ペルセウス座流星群
連日のオリンピック観戦でヒートアップした身体を冷やそうと、夜中に庭に出てみた。
虫の大合唱が、無機質なエアコンの室外機の音を包み消してくれる。まだ残暑は厳しいが、それでも立秋を過ぎると朝晩はいくぶんしのぎやすい。
生温かい風に乗って、遠くから電車の音が聞こえてくる。お盆で帰省したのか、隣家は物音ひとつしない。

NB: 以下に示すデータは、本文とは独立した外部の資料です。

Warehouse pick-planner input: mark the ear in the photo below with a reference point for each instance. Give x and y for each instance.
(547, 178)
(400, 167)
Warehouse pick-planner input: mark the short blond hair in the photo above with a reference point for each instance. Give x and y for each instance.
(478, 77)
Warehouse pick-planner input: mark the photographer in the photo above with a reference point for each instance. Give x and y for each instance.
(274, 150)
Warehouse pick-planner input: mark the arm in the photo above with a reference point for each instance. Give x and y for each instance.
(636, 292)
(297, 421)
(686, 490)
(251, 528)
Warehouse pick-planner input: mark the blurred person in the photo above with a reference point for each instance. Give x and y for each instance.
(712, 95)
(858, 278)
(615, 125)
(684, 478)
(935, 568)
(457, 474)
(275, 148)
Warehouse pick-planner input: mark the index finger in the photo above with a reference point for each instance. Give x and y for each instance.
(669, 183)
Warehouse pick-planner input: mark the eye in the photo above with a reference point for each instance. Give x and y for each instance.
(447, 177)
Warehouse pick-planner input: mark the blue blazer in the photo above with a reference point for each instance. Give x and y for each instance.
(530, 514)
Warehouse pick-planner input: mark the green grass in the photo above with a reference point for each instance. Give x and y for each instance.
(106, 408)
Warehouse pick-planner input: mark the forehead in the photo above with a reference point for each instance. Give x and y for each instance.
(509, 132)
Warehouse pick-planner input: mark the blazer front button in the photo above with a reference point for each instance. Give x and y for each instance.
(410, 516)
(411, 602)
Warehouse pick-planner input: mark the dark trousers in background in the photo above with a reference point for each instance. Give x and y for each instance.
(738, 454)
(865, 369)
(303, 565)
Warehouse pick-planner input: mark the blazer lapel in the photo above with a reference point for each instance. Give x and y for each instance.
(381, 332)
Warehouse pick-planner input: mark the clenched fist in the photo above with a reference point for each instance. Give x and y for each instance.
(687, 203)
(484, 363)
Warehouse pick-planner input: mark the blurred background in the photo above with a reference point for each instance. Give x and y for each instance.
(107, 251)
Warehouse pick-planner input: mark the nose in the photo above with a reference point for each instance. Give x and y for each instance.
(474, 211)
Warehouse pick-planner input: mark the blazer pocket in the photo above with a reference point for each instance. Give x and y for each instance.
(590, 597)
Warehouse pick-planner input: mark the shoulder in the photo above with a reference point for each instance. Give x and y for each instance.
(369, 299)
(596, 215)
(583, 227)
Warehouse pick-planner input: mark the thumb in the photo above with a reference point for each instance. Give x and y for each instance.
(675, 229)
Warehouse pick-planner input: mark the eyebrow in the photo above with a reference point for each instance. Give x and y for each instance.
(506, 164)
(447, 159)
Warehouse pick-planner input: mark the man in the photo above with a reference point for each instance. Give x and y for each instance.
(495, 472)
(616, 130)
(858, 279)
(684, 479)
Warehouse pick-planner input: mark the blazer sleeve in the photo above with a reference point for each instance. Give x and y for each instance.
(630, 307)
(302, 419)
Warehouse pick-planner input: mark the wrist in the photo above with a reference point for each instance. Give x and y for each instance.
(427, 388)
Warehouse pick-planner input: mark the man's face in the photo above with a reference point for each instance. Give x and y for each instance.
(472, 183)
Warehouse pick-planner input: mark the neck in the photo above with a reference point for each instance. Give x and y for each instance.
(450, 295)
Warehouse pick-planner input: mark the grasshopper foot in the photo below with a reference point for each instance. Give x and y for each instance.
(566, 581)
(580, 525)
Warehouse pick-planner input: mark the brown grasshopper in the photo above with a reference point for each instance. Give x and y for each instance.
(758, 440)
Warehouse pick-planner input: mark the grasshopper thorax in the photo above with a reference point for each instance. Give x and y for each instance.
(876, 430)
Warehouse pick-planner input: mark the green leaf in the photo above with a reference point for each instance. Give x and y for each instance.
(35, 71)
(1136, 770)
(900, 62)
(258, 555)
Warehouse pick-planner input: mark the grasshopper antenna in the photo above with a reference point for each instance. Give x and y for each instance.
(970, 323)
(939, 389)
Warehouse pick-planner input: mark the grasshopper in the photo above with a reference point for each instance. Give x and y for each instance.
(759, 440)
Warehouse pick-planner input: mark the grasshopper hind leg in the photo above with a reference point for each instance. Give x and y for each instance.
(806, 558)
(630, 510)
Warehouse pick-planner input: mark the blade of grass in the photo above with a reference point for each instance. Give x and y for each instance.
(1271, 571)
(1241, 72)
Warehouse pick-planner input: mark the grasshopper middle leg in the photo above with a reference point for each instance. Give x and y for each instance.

ちょうど日付が変わったところ。月も沈んだらしく姿が見えない。
北東の空をじっと見上げて、待つこと10分ほど。大阪近郊では漆黒の夜空とはいかないが、流れ星が闇を割くように流れて消えていく。これがペルセウス座流星群なのだろうか。
流星の正体は、宇宙空間に漂っているチリ。わずか数ミリから大きいものでも数センチ。これが猛スピードで地球の大気に突っ込んでくるときに、大気との摩擦で発光する。高度は上空100キロ前後だが、地上から見ていると、夜空を駆け抜ける星のように見える。誰が名づけたのか“流れ星”。
昔の人は、この流れ星が消えないうちに願い事をすれば叶うと信じていたらしい。もちろん日が暮れたら表は真っ暗で、寄り道するネオン街とてなく、家に帰ってもテレビもない時代の話。夜空にきらめく満天の星や月が、人々の暮らしに深く根を下ろしていたに違いない。
それに比べたら現代人、とりわけ今の都会の子供たちは、夜空を見上げる機会など皆無に近い。ましてや星に願いをかけるなど思いもよらないだろう。理科の時間に星座を覚えさせられるのも、苦行でしかない。
お盆で空気が澄んでいるせいか、今宵はふだんより星の数が多い。星座盤を見ながら、ちょっと天体の勉強をしよう。